OSOMS President's Update: December 2016
Dear OSOMS Members:
As we reflect on 2016, we have to appreciate our 2016 accomplishments and plan for 2017. We have worked through many minor issues to keep our specialty on track, but our major challenge has been the Ohio Board of Pharmacy. The OSOMS Executive Council, especially with the help of Greg Ness, has worked with the ODA to reign in the Pharmacy Board. We do not need a TDDD to reconstitute medications and most of us can continue practicing as we have without another regulatory body inspecting us. We still have the Ohio State Dental Board as our regulatory agency and we have not added the Pharmacy Board to that list. However, we will have to watch SB 319 which our Ohio Senators want to pass. SB 319 would force us to obtain a TDDD to function as an OMFS.

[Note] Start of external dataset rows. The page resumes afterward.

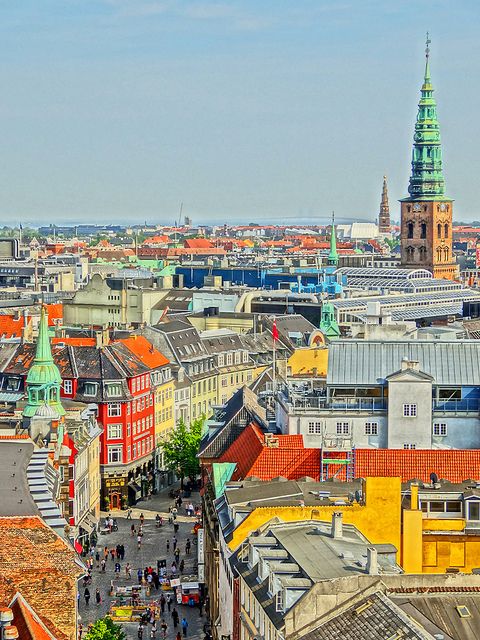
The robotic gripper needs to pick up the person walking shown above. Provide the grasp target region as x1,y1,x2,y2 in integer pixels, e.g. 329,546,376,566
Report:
172,607,180,629
160,620,168,640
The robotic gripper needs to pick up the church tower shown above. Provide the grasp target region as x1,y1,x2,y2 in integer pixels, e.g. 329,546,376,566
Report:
378,176,392,235
23,305,65,419
400,34,458,280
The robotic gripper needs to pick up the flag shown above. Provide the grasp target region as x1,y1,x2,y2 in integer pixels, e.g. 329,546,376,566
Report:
272,319,278,342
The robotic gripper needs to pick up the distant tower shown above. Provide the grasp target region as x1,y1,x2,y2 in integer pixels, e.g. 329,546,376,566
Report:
23,305,65,419
327,213,338,267
400,33,458,280
378,176,392,235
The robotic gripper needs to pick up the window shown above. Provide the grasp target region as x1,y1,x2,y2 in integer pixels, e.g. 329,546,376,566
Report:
308,422,322,434
433,422,447,437
365,422,378,436
108,447,122,464
403,404,417,418
275,589,283,611
337,422,350,435
106,382,122,398
108,424,122,440
108,402,122,418
84,382,98,396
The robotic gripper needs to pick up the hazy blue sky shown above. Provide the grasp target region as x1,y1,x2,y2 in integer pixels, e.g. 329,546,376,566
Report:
0,0,480,224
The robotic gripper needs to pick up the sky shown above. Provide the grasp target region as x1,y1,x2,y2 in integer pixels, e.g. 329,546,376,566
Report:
0,0,480,225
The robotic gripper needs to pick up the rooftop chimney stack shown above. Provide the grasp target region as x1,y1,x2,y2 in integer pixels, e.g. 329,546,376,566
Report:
367,547,378,576
332,511,343,540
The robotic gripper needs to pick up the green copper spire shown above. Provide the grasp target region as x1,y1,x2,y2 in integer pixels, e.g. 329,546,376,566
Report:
408,33,445,200
320,302,340,338
23,306,65,418
327,213,338,267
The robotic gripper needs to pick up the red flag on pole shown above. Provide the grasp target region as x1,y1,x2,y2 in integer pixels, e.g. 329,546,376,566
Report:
272,319,278,342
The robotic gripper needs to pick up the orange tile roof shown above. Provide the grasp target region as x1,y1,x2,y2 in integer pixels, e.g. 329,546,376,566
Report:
119,335,170,369
220,423,320,480
0,516,83,640
9,593,55,640
51,337,96,347
355,449,480,482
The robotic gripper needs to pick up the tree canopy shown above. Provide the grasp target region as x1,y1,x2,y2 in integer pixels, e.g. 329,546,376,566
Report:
85,616,127,640
162,418,205,480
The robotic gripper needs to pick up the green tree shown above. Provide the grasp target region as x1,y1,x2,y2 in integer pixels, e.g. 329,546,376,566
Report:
85,616,127,640
162,418,205,486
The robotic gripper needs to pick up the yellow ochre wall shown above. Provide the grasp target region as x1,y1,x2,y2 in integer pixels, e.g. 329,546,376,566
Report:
229,478,401,552
287,346,328,377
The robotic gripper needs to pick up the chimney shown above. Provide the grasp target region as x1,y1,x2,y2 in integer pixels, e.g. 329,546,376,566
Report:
401,358,420,371
367,547,378,576
410,482,418,511
331,511,343,540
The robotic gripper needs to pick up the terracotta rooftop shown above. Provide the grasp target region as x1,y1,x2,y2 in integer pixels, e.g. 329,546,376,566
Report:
0,517,84,640
219,423,320,480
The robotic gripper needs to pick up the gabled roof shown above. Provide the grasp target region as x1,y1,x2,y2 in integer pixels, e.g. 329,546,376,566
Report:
0,517,84,640
8,592,56,640
221,423,320,480
115,335,170,369
355,449,480,482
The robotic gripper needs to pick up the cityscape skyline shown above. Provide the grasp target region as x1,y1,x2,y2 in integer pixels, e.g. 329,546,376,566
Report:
0,0,479,225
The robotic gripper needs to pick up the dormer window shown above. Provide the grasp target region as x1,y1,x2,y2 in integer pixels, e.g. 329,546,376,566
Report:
275,589,285,612
83,382,98,396
106,382,122,398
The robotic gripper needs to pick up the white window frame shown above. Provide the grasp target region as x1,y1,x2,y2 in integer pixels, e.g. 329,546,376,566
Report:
107,445,123,464
336,421,350,436
107,402,122,418
365,421,378,436
432,422,448,438
403,403,417,418
107,423,123,440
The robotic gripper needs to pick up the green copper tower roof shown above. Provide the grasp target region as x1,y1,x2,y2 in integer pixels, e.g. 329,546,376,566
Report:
405,33,448,200
327,214,338,267
23,306,65,418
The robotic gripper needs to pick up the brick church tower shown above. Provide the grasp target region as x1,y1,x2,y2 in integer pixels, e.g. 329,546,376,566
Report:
400,34,458,280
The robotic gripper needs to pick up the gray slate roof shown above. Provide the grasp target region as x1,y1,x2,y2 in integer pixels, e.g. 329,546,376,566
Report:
301,592,432,640
327,340,480,386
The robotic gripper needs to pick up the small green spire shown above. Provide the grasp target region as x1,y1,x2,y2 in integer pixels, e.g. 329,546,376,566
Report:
320,302,340,338
327,213,338,267
406,33,448,200
23,305,65,418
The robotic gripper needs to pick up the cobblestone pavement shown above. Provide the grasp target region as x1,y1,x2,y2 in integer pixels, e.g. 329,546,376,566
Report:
79,489,206,640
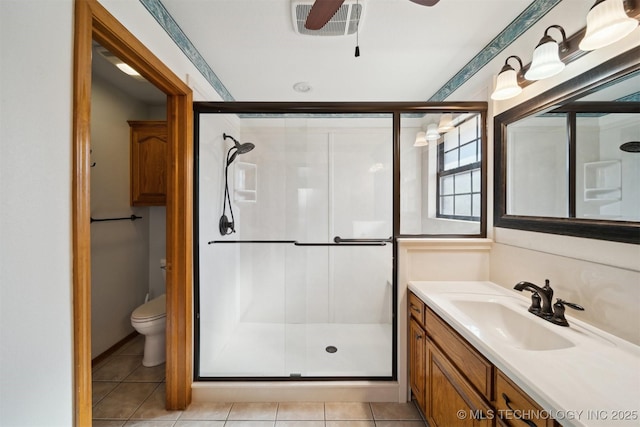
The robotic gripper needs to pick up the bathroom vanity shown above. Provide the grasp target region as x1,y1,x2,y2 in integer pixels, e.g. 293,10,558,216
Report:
407,282,640,427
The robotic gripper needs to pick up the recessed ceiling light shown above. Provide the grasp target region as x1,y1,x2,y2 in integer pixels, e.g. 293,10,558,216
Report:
116,62,140,76
293,82,311,93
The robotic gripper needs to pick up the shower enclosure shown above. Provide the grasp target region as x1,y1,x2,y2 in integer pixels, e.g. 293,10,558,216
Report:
194,102,486,387
195,106,395,379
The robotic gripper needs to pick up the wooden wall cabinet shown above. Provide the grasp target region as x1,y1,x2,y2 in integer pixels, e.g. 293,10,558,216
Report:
128,120,167,206
408,292,559,427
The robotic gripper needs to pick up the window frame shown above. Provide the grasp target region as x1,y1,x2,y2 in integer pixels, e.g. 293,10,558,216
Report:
436,114,483,222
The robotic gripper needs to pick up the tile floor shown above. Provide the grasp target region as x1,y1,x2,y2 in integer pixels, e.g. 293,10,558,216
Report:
93,335,427,427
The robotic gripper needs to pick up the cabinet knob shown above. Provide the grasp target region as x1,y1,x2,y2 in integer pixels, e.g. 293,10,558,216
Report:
502,393,537,427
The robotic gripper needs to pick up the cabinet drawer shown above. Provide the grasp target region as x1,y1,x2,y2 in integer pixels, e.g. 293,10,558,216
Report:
495,370,555,427
409,292,424,326
425,307,493,400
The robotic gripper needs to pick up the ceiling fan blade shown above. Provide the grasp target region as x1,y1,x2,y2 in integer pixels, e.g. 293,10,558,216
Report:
304,0,344,30
409,0,440,6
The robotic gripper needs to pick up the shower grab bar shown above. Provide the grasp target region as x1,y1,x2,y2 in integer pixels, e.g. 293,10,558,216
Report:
208,236,393,246
89,215,142,222
333,236,393,243
207,240,297,245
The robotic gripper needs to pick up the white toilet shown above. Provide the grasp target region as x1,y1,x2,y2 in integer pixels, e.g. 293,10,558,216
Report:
131,294,167,366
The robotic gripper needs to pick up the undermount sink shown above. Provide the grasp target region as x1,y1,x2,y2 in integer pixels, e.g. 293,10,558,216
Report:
450,299,574,351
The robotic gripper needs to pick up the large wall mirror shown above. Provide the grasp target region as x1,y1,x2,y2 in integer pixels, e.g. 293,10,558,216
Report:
494,47,640,244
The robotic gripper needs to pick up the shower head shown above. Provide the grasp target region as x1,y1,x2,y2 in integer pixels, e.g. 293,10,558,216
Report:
236,142,256,154
222,133,256,166
218,133,256,236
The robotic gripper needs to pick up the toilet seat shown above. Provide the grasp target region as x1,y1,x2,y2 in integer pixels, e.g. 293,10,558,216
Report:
131,294,167,323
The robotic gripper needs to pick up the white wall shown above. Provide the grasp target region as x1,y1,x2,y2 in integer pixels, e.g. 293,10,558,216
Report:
0,0,210,427
0,0,73,426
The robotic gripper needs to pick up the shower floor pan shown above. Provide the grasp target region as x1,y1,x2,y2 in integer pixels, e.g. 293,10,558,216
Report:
200,323,393,379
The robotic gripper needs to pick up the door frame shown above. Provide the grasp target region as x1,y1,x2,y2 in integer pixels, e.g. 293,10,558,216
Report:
72,0,193,426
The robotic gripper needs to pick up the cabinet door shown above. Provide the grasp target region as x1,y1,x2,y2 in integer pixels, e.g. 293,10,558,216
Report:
427,341,493,427
129,121,167,206
409,318,427,415
495,371,555,427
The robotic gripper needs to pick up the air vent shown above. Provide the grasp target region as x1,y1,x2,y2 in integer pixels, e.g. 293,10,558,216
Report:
291,0,362,36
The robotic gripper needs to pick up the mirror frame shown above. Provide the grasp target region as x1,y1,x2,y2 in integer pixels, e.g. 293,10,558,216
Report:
493,46,640,244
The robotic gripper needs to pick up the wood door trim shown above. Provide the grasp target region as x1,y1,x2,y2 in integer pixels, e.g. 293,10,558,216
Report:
72,0,193,426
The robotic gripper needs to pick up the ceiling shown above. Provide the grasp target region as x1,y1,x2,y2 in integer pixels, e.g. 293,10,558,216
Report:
95,0,534,102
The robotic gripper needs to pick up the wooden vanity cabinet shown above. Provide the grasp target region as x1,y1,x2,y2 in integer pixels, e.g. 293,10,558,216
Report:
495,369,559,427
408,292,559,427
128,120,167,206
425,339,493,427
408,294,427,414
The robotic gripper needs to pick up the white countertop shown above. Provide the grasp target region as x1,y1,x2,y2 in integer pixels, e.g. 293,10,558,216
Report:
409,281,640,426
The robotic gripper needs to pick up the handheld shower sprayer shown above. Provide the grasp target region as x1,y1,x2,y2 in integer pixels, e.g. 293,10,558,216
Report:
218,133,256,236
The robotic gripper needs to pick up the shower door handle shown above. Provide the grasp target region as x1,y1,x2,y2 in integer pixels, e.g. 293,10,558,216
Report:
333,236,393,245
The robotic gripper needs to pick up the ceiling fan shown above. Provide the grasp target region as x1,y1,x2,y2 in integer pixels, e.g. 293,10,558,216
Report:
304,0,440,30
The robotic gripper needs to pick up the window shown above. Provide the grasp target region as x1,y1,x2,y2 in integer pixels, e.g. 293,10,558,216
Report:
437,115,482,221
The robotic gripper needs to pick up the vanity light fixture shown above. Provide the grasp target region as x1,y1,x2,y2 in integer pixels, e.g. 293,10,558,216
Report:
579,0,638,51
425,123,440,141
524,25,569,80
491,55,522,101
438,113,455,133
413,131,429,147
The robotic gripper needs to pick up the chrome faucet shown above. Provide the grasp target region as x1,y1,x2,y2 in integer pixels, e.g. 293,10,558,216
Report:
513,279,584,326
513,279,553,317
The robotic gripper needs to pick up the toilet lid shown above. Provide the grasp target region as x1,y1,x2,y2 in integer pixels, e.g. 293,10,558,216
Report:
131,294,167,320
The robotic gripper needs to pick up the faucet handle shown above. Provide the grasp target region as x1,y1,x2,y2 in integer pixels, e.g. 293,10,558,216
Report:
549,298,584,326
529,292,542,314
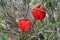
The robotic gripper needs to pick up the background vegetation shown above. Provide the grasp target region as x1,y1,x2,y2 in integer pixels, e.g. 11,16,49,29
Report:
0,0,60,40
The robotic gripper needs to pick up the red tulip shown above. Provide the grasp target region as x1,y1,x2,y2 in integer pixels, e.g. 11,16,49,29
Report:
32,4,46,20
18,19,31,32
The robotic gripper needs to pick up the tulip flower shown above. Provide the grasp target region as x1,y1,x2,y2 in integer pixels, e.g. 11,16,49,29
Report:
32,4,46,20
18,19,31,32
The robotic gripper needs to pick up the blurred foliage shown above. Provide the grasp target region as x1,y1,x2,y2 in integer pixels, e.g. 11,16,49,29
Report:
0,0,60,40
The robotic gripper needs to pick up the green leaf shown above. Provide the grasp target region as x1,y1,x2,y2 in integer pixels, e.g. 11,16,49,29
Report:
0,34,7,40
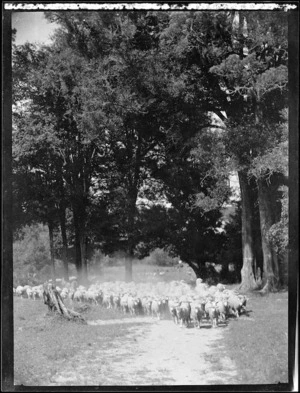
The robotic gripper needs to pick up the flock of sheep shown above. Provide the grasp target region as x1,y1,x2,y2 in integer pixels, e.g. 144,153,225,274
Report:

As you pay your dues and contribute to PAC’s at the end of the year, please be reassured that OSOMS and AAOMS, along the ODA, are working to help us maintain our successful practices in Ohio. I have been impressed with our Executive Council members and their dedication to preserving our specialty. Please realize that our PAC’s are important to keep us successful.
At our last Executive Council meeting on October 21, 2016, I reviewed my desire to have OSOMS more involved in practice management decisions. The Council agreed. Presently, we have decisions to make regarding Medicare. I researched them and want to remind you of these changes. Since I am a solo practitioner, I have always paid attention to reimbursement issues. Please be sure that your office manager understands these changes.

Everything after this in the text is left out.